We are to welcome Jesus into our lives, to proclaim our “Yes!” to Christ and to nourish and deepen our Christian living. Constant prayer will reveal to us the meaning of God’s presence in our lives and in history. Prayer with others, liturgical prayer in particular, will deepen our awareness of the crucified and risen Jesus in our midst. Thus, the more we know, love and follow Christ, the more we will want to meet him in prayer, for he is the peace, hope and strength of our lives.

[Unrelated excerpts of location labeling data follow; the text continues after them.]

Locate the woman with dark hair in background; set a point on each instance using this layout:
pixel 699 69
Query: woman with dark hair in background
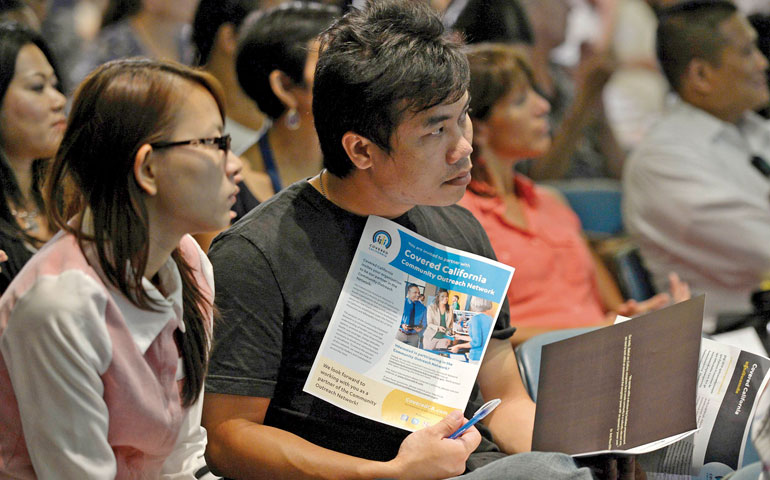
pixel 32 123
pixel 139 28
pixel 559 282
pixel 105 335
pixel 19 11
pixel 275 65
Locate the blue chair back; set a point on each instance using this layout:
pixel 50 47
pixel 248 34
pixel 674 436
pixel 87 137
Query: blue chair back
pixel 597 204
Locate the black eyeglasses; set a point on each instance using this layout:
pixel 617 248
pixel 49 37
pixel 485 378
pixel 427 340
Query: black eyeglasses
pixel 222 143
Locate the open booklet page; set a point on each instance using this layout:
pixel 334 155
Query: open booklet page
pixel 409 330
pixel 729 383
pixel 628 388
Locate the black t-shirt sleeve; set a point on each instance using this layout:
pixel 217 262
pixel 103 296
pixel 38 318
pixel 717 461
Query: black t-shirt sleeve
pixel 248 337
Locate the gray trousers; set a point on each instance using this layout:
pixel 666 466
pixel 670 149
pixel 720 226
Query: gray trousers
pixel 530 466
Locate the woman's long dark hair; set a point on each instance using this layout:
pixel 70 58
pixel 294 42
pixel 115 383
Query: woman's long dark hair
pixel 118 108
pixel 14 36
pixel 496 69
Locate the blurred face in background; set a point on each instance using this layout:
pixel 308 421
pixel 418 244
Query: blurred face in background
pixel 517 125
pixel 180 11
pixel 32 119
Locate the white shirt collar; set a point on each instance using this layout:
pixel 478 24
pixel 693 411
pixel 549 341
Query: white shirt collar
pixel 145 325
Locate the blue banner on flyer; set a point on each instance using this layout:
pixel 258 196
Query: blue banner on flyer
pixel 449 270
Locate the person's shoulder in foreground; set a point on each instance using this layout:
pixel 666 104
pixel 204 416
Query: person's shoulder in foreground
pixel 390 107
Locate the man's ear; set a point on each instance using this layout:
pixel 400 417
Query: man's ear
pixel 281 85
pixel 144 170
pixel 698 76
pixel 480 133
pixel 227 39
pixel 361 151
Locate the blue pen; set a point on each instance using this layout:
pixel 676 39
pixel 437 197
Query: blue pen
pixel 482 412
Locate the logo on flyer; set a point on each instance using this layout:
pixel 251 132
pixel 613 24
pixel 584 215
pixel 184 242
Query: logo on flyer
pixel 381 237
pixel 381 241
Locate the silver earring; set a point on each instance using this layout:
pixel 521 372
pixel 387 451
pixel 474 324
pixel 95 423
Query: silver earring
pixel 292 119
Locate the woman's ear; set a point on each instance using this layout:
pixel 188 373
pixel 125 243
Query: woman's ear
pixel 226 39
pixel 281 85
pixel 144 170
pixel 360 150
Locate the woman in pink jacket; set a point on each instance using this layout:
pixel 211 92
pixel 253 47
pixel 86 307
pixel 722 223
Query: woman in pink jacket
pixel 105 333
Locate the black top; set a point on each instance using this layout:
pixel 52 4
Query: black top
pixel 245 201
pixel 278 275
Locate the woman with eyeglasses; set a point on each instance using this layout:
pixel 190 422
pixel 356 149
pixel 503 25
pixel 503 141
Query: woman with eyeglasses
pixel 32 123
pixel 105 334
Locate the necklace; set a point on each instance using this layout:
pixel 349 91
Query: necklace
pixel 27 219
pixel 321 183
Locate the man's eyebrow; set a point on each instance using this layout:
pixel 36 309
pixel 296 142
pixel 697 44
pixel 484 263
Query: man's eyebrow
pixel 436 119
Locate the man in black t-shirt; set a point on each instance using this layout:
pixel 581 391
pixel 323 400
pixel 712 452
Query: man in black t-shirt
pixel 390 106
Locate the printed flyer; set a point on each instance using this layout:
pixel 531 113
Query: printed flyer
pixel 730 381
pixel 406 339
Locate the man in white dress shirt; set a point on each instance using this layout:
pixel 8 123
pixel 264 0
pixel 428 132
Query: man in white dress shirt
pixel 693 199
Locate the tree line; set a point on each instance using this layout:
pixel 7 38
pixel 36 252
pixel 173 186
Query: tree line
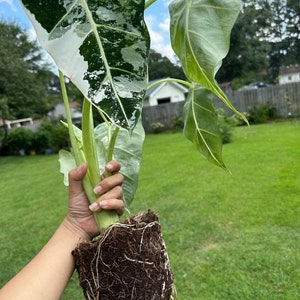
pixel 265 37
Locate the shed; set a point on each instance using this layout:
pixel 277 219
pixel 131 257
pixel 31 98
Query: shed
pixel 165 92
pixel 289 74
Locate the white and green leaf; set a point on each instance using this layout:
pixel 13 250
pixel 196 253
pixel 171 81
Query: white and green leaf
pixel 102 46
pixel 127 150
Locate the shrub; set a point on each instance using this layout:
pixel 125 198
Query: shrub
pixel 52 136
pixel 19 141
pixel 157 127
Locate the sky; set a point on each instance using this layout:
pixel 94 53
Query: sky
pixel 156 16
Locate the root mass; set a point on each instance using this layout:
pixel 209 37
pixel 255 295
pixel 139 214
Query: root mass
pixel 128 261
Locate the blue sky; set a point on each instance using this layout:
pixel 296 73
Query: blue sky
pixel 157 19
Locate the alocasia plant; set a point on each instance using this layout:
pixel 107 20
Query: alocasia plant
pixel 102 47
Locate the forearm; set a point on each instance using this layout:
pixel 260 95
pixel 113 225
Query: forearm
pixel 47 275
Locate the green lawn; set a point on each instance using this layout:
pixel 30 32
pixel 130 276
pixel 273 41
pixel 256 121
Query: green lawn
pixel 228 236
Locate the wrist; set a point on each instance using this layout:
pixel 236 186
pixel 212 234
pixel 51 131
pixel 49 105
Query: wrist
pixel 75 230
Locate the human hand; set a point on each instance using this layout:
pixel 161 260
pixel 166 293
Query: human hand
pixel 80 214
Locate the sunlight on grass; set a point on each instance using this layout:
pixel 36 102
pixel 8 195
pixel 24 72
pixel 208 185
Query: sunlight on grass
pixel 228 236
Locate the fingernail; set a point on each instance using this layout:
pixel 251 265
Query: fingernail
pixel 93 206
pixel 98 190
pixel 109 166
pixel 104 204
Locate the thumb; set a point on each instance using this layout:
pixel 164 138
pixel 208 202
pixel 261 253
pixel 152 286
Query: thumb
pixel 75 178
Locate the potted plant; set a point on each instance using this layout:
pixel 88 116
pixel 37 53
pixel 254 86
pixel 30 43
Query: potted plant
pixel 103 47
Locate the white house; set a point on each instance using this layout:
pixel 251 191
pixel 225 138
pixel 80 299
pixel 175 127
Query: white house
pixel 289 74
pixel 165 92
pixel 10 124
pixel 59 111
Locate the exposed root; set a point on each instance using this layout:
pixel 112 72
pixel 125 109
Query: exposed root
pixel 129 261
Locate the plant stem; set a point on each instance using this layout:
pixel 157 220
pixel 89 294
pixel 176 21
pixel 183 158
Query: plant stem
pixel 103 218
pixel 186 83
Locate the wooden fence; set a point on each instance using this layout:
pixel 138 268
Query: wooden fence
pixel 285 98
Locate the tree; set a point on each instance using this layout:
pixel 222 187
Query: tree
pixel 24 79
pixel 265 37
pixel 161 67
pixel 248 53
pixel 284 36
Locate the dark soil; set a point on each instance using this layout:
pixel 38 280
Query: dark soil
pixel 128 261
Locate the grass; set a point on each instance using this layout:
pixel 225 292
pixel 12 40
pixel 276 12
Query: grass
pixel 228 236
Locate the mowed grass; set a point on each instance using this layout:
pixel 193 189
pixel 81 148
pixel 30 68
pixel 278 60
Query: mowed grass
pixel 228 236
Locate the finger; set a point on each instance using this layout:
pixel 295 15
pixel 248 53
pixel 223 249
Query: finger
pixel 108 183
pixel 75 177
pixel 109 204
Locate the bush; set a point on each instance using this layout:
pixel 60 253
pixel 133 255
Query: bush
pixel 50 137
pixel 262 114
pixel 19 141
pixel 157 127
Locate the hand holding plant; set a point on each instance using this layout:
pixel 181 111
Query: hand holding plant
pixel 80 214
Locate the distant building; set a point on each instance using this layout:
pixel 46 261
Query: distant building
pixel 11 124
pixel 289 74
pixel 165 92
pixel 59 111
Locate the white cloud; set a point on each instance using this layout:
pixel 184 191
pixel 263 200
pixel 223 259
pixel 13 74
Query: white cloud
pixel 10 3
pixel 159 35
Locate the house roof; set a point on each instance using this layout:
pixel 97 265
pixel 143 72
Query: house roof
pixel 289 69
pixel 157 87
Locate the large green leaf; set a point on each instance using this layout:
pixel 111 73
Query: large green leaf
pixel 201 124
pixel 127 151
pixel 200 36
pixel 102 46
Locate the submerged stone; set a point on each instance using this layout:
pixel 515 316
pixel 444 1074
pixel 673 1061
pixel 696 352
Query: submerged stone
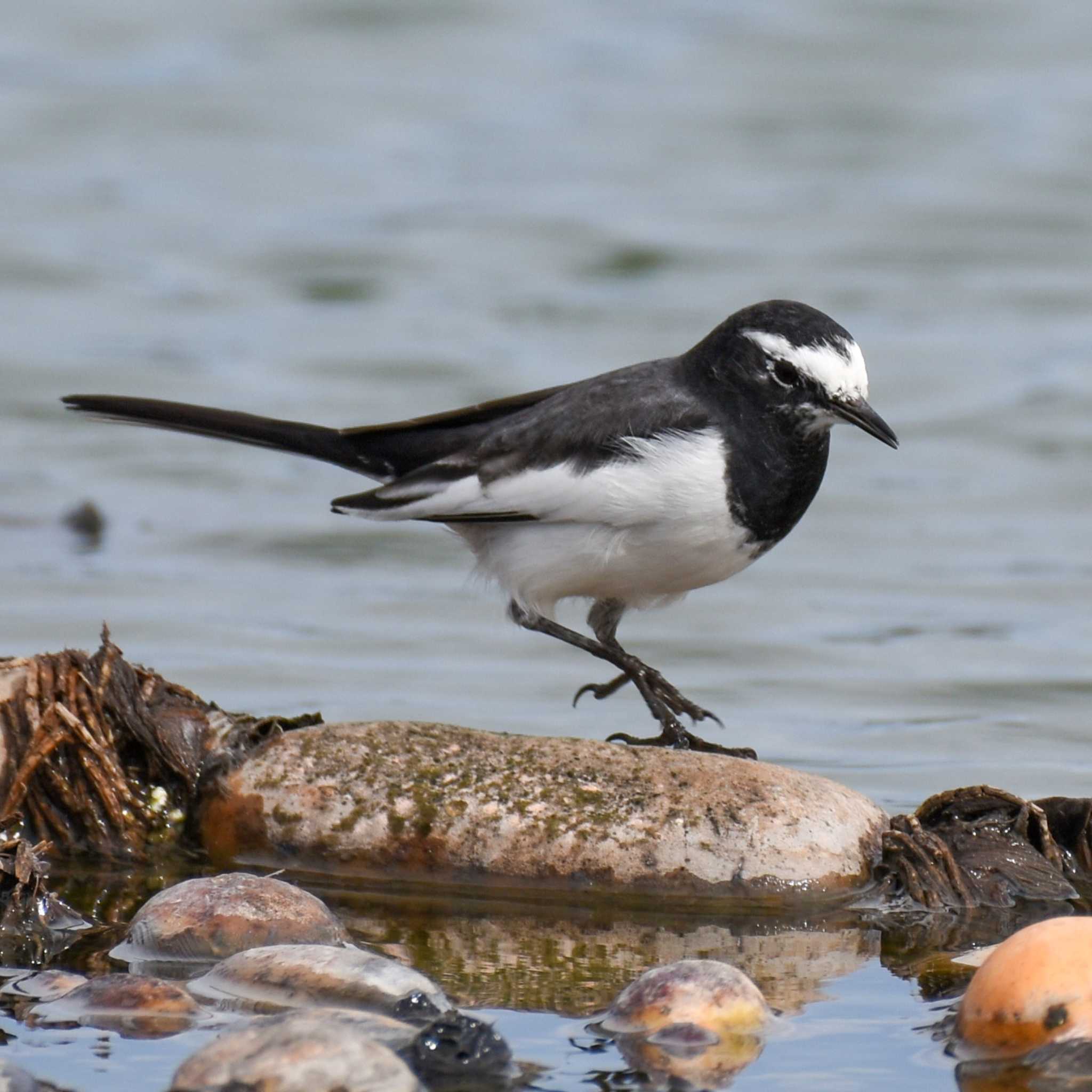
pixel 132 1005
pixel 572 813
pixel 14 1079
pixel 311 974
pixel 42 986
pixel 461 1048
pixel 696 1022
pixel 214 917
pixel 1034 989
pixel 702 992
pixel 307 1051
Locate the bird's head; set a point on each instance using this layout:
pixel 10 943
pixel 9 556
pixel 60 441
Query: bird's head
pixel 801 362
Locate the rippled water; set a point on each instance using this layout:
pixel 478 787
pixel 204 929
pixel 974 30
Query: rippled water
pixel 351 212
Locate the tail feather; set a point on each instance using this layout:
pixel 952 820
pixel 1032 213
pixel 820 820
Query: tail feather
pixel 316 441
pixel 378 451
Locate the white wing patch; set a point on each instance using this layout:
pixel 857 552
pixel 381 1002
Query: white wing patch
pixel 839 368
pixel 657 479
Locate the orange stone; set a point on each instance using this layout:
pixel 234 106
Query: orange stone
pixel 1035 989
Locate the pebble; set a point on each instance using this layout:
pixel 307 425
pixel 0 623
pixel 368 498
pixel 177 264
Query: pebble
pixel 1033 989
pixel 401 798
pixel 695 1021
pixel 13 1079
pixel 208 919
pixel 306 1051
pixel 133 1005
pixel 315 974
pixel 43 985
pixel 459 1047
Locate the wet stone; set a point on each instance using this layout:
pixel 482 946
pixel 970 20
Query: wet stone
pixel 307 1051
pixel 43 985
pixel 208 919
pixel 293 975
pixel 13 1079
pixel 133 1005
pixel 465 805
pixel 696 1022
pixel 457 1049
pixel 1032 990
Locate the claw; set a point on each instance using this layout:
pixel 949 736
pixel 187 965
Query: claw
pixel 683 741
pixel 601 690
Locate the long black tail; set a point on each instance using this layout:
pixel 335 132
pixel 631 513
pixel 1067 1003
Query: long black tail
pixel 378 451
pixel 329 445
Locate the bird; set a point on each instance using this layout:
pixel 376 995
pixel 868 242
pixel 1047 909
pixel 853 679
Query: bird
pixel 628 489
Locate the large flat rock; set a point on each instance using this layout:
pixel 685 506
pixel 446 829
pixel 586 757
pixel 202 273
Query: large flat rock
pixel 408 799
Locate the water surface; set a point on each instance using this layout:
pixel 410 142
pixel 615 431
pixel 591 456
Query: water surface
pixel 354 212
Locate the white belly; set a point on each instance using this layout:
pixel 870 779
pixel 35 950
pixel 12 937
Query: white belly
pixel 644 532
pixel 644 566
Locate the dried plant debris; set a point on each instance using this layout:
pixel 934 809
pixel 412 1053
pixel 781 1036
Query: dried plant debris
pixel 982 847
pixel 35 925
pixel 106 756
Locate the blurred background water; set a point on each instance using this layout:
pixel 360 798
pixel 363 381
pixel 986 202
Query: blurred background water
pixel 350 211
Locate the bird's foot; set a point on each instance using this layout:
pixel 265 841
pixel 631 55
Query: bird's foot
pixel 668 694
pixel 676 701
pixel 601 690
pixel 674 735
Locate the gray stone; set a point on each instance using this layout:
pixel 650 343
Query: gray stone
pixel 293 975
pixel 13 1079
pixel 214 917
pixel 306 1051
pixel 462 804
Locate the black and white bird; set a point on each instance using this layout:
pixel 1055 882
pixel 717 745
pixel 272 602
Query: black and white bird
pixel 629 489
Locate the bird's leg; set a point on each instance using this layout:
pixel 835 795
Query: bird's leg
pixel 672 733
pixel 603 621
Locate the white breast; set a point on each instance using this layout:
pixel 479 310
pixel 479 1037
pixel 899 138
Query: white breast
pixel 645 530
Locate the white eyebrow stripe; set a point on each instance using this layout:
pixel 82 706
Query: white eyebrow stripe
pixel 839 368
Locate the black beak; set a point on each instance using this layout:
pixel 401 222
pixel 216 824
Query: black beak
pixel 860 413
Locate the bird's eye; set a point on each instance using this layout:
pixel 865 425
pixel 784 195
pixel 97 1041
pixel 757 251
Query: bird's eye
pixel 784 373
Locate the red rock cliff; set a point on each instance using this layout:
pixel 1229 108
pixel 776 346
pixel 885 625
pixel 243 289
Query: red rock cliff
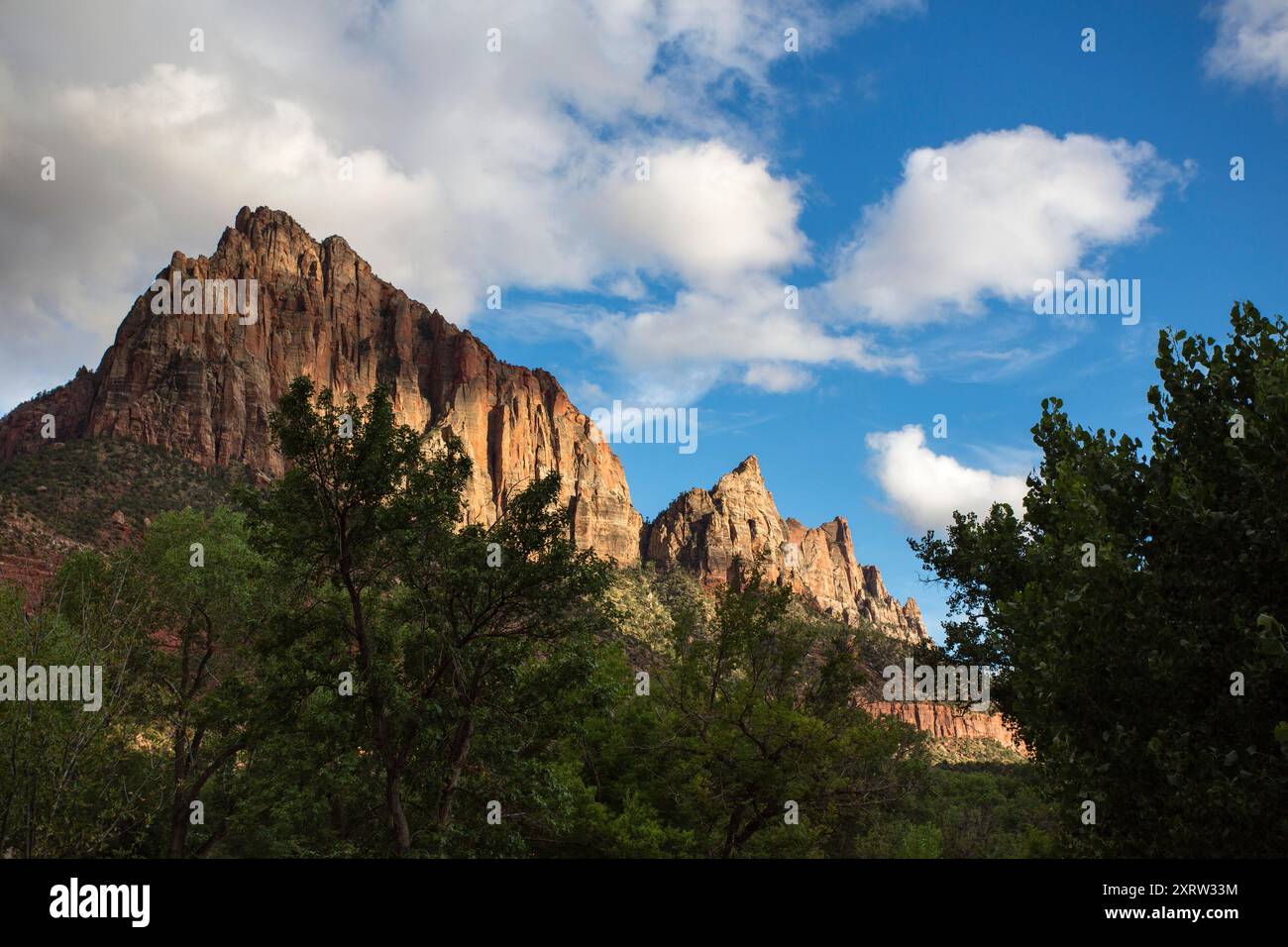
pixel 706 530
pixel 202 384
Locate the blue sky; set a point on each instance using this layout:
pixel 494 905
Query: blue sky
pixel 954 71
pixel 768 167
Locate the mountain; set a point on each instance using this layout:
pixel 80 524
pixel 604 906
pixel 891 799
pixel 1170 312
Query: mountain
pixel 708 532
pixel 201 386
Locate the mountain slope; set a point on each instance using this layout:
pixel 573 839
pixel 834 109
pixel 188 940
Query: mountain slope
pixel 201 385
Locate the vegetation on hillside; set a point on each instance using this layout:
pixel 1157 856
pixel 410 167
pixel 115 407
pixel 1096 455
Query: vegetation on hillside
pixel 73 487
pixel 1136 611
pixel 339 672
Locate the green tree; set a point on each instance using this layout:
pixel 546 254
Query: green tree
pixel 1133 613
pixel 467 641
pixel 202 591
pixel 750 740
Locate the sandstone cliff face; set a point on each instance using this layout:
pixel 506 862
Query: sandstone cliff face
pixel 704 531
pixel 202 384
pixel 945 722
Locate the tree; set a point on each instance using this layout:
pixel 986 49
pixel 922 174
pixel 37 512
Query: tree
pixel 452 629
pixel 1133 613
pixel 750 740
pixel 202 591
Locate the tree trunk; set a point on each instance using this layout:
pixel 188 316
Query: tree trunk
pixel 460 751
pixel 397 814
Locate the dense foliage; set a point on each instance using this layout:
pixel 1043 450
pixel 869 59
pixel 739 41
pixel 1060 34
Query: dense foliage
pixel 1134 612
pixel 340 669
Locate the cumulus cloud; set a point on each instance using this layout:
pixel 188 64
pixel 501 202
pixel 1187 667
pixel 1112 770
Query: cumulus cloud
pixel 738 324
pixel 469 167
pixel 988 215
pixel 925 487
pixel 1250 42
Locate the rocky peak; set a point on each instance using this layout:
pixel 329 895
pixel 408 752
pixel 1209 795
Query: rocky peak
pixel 202 384
pixel 737 519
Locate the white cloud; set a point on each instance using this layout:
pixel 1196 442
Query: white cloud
pixel 1008 209
pixel 471 167
pixel 773 376
pixel 1250 42
pixel 691 344
pixel 925 487
pixel 704 213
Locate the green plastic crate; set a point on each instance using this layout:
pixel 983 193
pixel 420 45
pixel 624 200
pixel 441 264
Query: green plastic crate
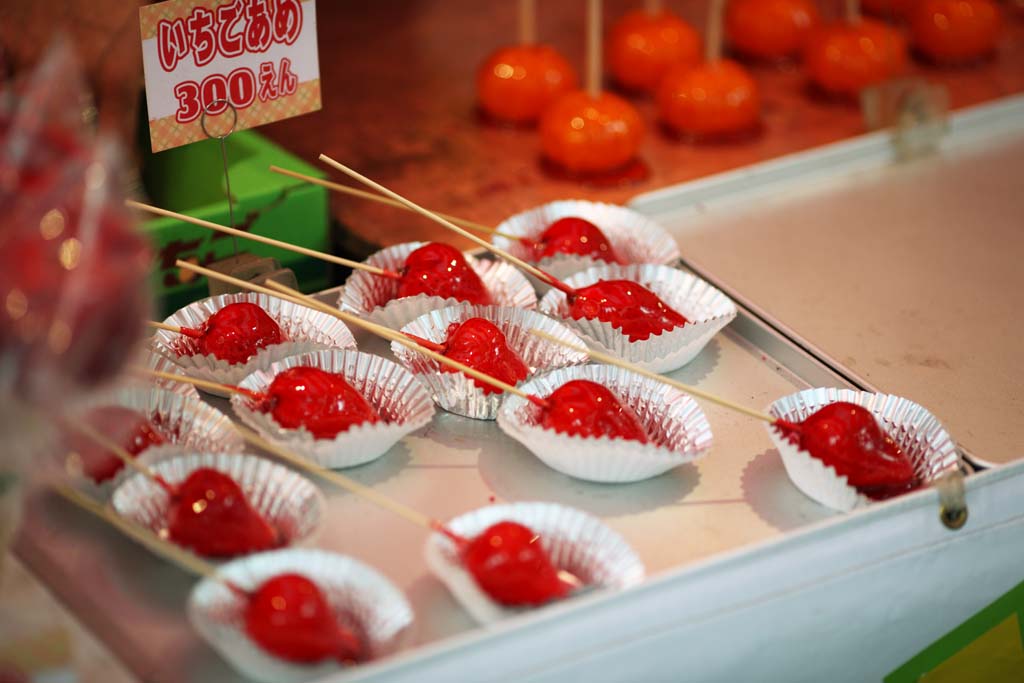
pixel 189 179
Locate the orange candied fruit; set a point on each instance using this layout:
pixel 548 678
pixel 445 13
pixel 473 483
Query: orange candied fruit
pixel 518 82
pixel 587 134
pixel 955 31
pixel 642 46
pixel 843 58
pixel 770 29
pixel 711 99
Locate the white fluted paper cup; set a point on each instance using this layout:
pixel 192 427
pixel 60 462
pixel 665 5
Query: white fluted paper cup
pixel 402 402
pixel 460 394
pixel 291 503
pixel 373 297
pixel 677 428
pixel 574 541
pixel 918 432
pixel 707 309
pixel 634 237
pixel 363 599
pixel 303 330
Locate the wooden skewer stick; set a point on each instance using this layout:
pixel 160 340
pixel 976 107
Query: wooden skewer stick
pixel 713 48
pixel 594 47
pixel 345 189
pixel 266 241
pixel 165 549
pixel 125 457
pixel 619 363
pixel 541 274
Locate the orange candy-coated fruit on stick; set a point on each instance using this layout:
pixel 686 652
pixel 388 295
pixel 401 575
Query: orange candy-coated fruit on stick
pixel 711 99
pixel 517 83
pixel 587 134
pixel 770 29
pixel 843 58
pixel 955 31
pixel 642 46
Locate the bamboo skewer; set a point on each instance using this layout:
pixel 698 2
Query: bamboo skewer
pixel 266 241
pixel 541 274
pixel 167 550
pixel 612 360
pixel 345 189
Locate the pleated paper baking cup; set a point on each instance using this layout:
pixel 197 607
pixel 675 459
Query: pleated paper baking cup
pixel 574 541
pixel 363 599
pixel 373 297
pixel 292 504
pixel 304 330
pixel 918 432
pixel 677 428
pixel 458 393
pixel 402 402
pixel 634 237
pixel 708 310
pixel 187 423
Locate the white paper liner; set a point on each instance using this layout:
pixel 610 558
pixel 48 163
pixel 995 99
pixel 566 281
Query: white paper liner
pixel 304 329
pixel 635 238
pixel 292 504
pixel 573 540
pixel 402 402
pixel 708 310
pixel 918 432
pixel 677 427
pixel 186 422
pixel 373 297
pixel 458 393
pixel 364 599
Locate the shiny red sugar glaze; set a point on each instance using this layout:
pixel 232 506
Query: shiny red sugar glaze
pixel 582 408
pixel 131 430
pixel 323 402
pixel 212 516
pixel 573 236
pixel 438 269
pixel 509 564
pixel 481 345
pixel 626 305
pixel 290 617
pixel 847 437
pixel 236 333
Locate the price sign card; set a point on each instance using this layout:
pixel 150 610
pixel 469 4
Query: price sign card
pixel 260 55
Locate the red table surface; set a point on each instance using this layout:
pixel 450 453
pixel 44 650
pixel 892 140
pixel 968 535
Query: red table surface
pixel 399 107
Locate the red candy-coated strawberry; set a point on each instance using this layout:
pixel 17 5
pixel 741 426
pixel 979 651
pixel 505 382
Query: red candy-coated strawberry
pixel 510 564
pixel 323 402
pixel 131 430
pixel 481 345
pixel 236 332
pixel 847 437
pixel 289 616
pixel 627 306
pixel 437 269
pixel 212 517
pixel 582 408
pixel 574 236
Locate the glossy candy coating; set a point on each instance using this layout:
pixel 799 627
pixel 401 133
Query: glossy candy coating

I am pleased to welcome all the English-speaking pilgrims and visitors present today, including those from England, Indonesia, Japan, the Philippines, and the United States. I am especially pleased to welcome the group of Missionary Sisters Servants of the Holy Spirit as well as the young men and women of the Focolare Movement who have been participating in this year’s Genfest in Budapest. Dear young people, you have taken to heart Christ’s call to promote unity in the human family by courageously building bridges.
I therefore encourage you: be strong in your Catholic faith; and let the simple joy, the pure love, and the profound peace that come from the encounter with Jesus Christ make you radiant witnesses of the Good News before the young people of your own lands. God bless all of you abundantly!”